Hemos necesitado una pandemia
para reconocer las insoportables desigualdades en el derecho a la
educación. Dispositivos móviles y conexión a Internet se han erigido en
dolorosas metáforas de las condiciones de pobreza material que impiden
la educabilidad de muchos niños y niñas. Maestras y maestros hemos
tratado de llegar a cada rincón, a cada hogar, y nos hemos asomado a
entornos de cuya existencia algo sabíamos y en los que es imposible
reclamar concentración, trabajo y esfuerzo. Niños que burlaban la
vigilancia de la policía para poder acudir al hogar de un familiar que
sí contara con un ordenador. Niñas que debían aguardar a que todos en
casa durmieran para poder disponer del silencio que reclama el estudio.
Para paliar esto no basta con la provisión de una tableta. No basta tampoco con la aprobación del ingreso mínimo vital
―pese a ser una buenísima noticia―. Porque las desigualdades de capital
cultural de las familias son tales que niñas y niños parecen tener
marcado a fuego en su código postal cuál habrá de ser su futuro
académico y profesional. El determinismo se agrava en un sistema escolar
tan segregador como el nuestro sin que nada apunte ―¡ni siquiera
ahora!― a un golpe de timón en las políticas educativas. Veremos en qué
acaban los 2.000 millones de euros cuyo destino debiera ser, según el
presidente Sánchez, la educación pública.
Maestras y
maestros, con mayor o menos acierto, nos hemos dejado la piel en esto.
Claro que hemos cometido errores, y mucho habremos de trabajar para
enmendarlos. Pero hemos estado solos. Nuestras Administraciones
educativas se han lavado las manos. No sabían qué hacer y han optado por
la dejación de funciones. Primero fue el silencio. Luego, el frenesí de
instrucciones contradictorias. Ahora, pretenden la vuelta a las aulas
como si nada hubiera ocurrido, imaginando una escuela en que sea posible
respetar las distancias a que la pandemia obliga sin reducir ratios,
aumentar las plantillas o dotar de infraestructuras.
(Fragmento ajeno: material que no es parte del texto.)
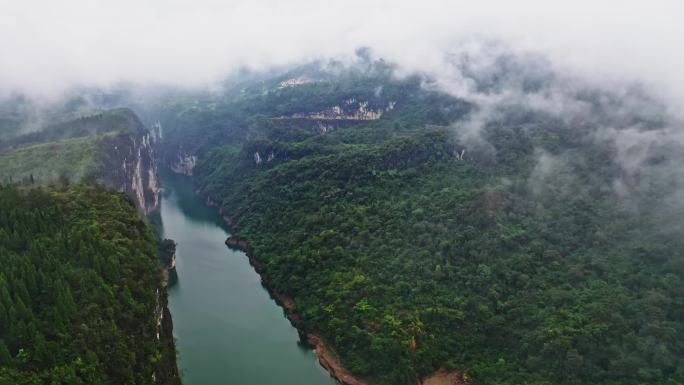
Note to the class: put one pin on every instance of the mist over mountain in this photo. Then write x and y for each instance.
(435, 192)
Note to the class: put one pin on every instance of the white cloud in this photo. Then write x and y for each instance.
(47, 45)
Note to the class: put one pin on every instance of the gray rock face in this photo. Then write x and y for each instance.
(184, 164)
(129, 165)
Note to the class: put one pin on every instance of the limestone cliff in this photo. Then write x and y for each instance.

Al abandono institucional hemos sumado el maltrato en los medios. Se ha
llegado a responsabilizar al profesorado del cierre de las escuelas,
cuando ni el estado de alarma permitía su apertura ni las condiciones de
los centros ―de los centros públicos que yo conozco y en los que llevo
30 años trabajando― lo hacen posible. Tampoco los diagnósticos de los expertos parecían apuntar a la raíz del problema, al menos desde la percepción de quienes estamos a pie de aula.(…)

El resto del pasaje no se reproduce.